По мнению Р. Г. Скрынникова, перед началом церемонии крестоцелования наследнику «боярин князь И. М. Шуйский с полным основанием протестовал против нарушения традиций, принесения присяги в отсутствие царя… Протест старшего из бояр носил формальный характер и вовсе не означал отказа от присяги по существу. Причиной недовольства Шуйского и других старейших бояр было то обстоятельство, что руководить церемонией присяги было поручено не им, а молодым боярам князьям И. Ф. Мстиславскому и В. И. Воротынскому»{623}. В книге «Царство террора» Р. П. Скрынников рисовал похожую картину{624}. Однако в других изданиях, посвященных, например, Ивану Грозному как деятелю русской истории, встречаются противоречивые и даже взаимоисключающие суждения. В одном случае Р. Г. Скрынников пишет: «Перед началом церемонии (присяги Дмитрию. — И.Ф.) боярин князь Иван Шуйский заявил, что крест следует целовать в присутствии царя, но его протест вовсе не означал отказа от присяги по существу. Причиной недовольства старейшего боярина было то, что руководить церемонией поручили не ему, а молодому боярину Воротынскому»{625}. В новом варианте книги об Иване Грозном автор говорит: «Торжественное начало (церемонии присяги царевичу. — И.Ф.) омрачилось тем, что старший боярин отказался от присяги… Протест Шуйского носил формальный характер. Руководить присягой мог либо сам царь, либо старшие бояре. Вместо этого церемония была поручена Воротынскому»{626}. В результате получается какая-то запутанная комбинация: Иван Шуйский то отказывается от присяги, то протестует, а если отказывается, то по формальным соображениям, а не по существу. Что означает все это, приходится лишь догадываться.

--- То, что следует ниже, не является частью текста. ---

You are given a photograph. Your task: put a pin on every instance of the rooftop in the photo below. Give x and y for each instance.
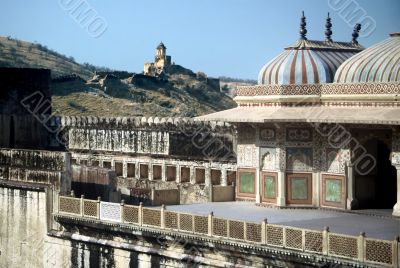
(376, 224)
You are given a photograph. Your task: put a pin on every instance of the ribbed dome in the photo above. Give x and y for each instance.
(307, 62)
(379, 63)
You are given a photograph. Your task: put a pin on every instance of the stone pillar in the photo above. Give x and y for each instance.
(224, 180)
(163, 171)
(124, 169)
(352, 202)
(258, 183)
(315, 188)
(396, 208)
(192, 175)
(281, 199)
(150, 168)
(137, 169)
(178, 173)
(208, 176)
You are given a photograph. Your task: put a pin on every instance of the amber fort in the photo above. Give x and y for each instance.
(304, 172)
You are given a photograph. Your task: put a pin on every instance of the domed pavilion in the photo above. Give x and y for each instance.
(321, 128)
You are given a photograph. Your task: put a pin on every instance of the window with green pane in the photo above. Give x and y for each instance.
(246, 182)
(269, 186)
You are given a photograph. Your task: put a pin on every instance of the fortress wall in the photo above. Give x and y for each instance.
(176, 137)
(193, 178)
(38, 167)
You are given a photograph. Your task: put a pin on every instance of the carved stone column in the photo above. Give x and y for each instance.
(352, 202)
(396, 208)
(281, 199)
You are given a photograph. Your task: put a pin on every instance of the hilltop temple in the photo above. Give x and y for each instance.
(161, 61)
(321, 128)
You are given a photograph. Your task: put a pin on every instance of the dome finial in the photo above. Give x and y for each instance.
(303, 30)
(355, 34)
(328, 31)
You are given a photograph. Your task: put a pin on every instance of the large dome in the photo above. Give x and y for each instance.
(307, 62)
(379, 63)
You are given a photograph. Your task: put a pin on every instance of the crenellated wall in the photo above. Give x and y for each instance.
(173, 137)
(38, 167)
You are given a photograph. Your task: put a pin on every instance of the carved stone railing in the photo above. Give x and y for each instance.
(319, 89)
(355, 248)
(158, 123)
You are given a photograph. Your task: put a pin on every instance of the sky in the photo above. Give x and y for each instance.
(232, 38)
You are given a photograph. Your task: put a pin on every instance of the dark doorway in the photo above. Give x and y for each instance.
(376, 188)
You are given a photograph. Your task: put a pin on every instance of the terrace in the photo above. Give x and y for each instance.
(352, 238)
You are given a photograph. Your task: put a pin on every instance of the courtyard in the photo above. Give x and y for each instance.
(375, 223)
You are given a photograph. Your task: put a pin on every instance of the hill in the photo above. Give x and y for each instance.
(17, 53)
(84, 89)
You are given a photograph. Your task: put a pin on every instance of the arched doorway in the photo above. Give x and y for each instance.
(376, 178)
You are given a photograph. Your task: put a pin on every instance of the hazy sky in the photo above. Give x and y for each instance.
(220, 37)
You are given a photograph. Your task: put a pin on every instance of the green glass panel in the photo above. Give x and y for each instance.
(333, 190)
(246, 182)
(299, 188)
(269, 187)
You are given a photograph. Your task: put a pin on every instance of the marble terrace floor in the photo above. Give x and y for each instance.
(375, 223)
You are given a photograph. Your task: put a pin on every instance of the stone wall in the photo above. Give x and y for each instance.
(175, 137)
(38, 167)
(94, 182)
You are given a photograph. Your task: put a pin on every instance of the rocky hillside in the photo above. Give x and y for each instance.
(76, 90)
(17, 53)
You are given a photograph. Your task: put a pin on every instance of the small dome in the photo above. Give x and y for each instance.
(307, 62)
(161, 46)
(379, 63)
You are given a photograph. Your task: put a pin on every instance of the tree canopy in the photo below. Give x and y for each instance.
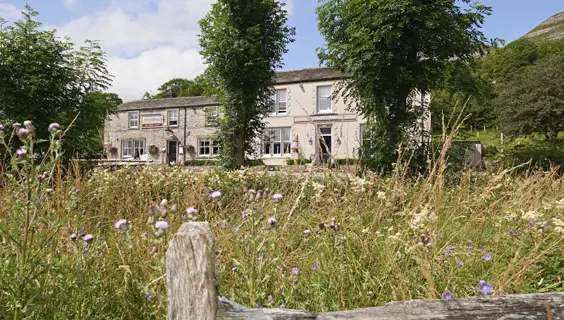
(391, 48)
(533, 101)
(243, 43)
(45, 80)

Согласно И. Грале, поведение И. М. Шуйского не имело крамольного смысла. «Кульминация кризиса, — говорит он, — наступила 12 марта, когда царь потребовал присяги от всех членов Боярской думы. По его поручению присягу принимали члены Ближней думы во главе с князьями Мстиславским и Воротынским. Этому воспротивился предводитель Думы князь Иван Михайлович Шуйский, заявивший, что крест следует целовать только в присутствии царя»{627}. Далее И. Граля замечает: «Нежелание князя Ивана Михайловича Шуйского принимать присягу в отсутствие царя обычно трактовалось как отказ от декларации верности царевичу, прикрытый надуманной причиной, а также как проявление отрицательного отношения к наследнику представителей знатных княжеских родов, особенно могущественного рода ростово-суздальских князей»{628}. И. Граля думает иначе: «Но есть основания для того, чтобы трактовать слова Шуйского дословно — как проявление ущемленной гордости Рюриковича и представителя Думы, поскольку представлять царя было поручено не ему, а Мстиславскому и Воротынскому, людям менее знатного происхождения, что он расценивал как покушение на положение своего рода. Слова Шуйского не совпадают с высказываниями противников наследника, приведенными в записи, а в его дальнейшей карьере нет и малейшего следа царской немилости»{629}. Здесь И. Граля близок к точке зрения Р. Г. Скрынникова.

В том же духе рассуждает А. Л. Хорошкевич. По ее словам, заявление И. М. Шуйского «было следствием ущемленной гордости Рюриковича и представителя Думы, которому не поручили ответственное и почетное дело (так полагает И. Граля{630}), поставив тем самым даже ниже думных дворян (Адашева и Вешнякова), присягавших непосредственно самому царю»{631}.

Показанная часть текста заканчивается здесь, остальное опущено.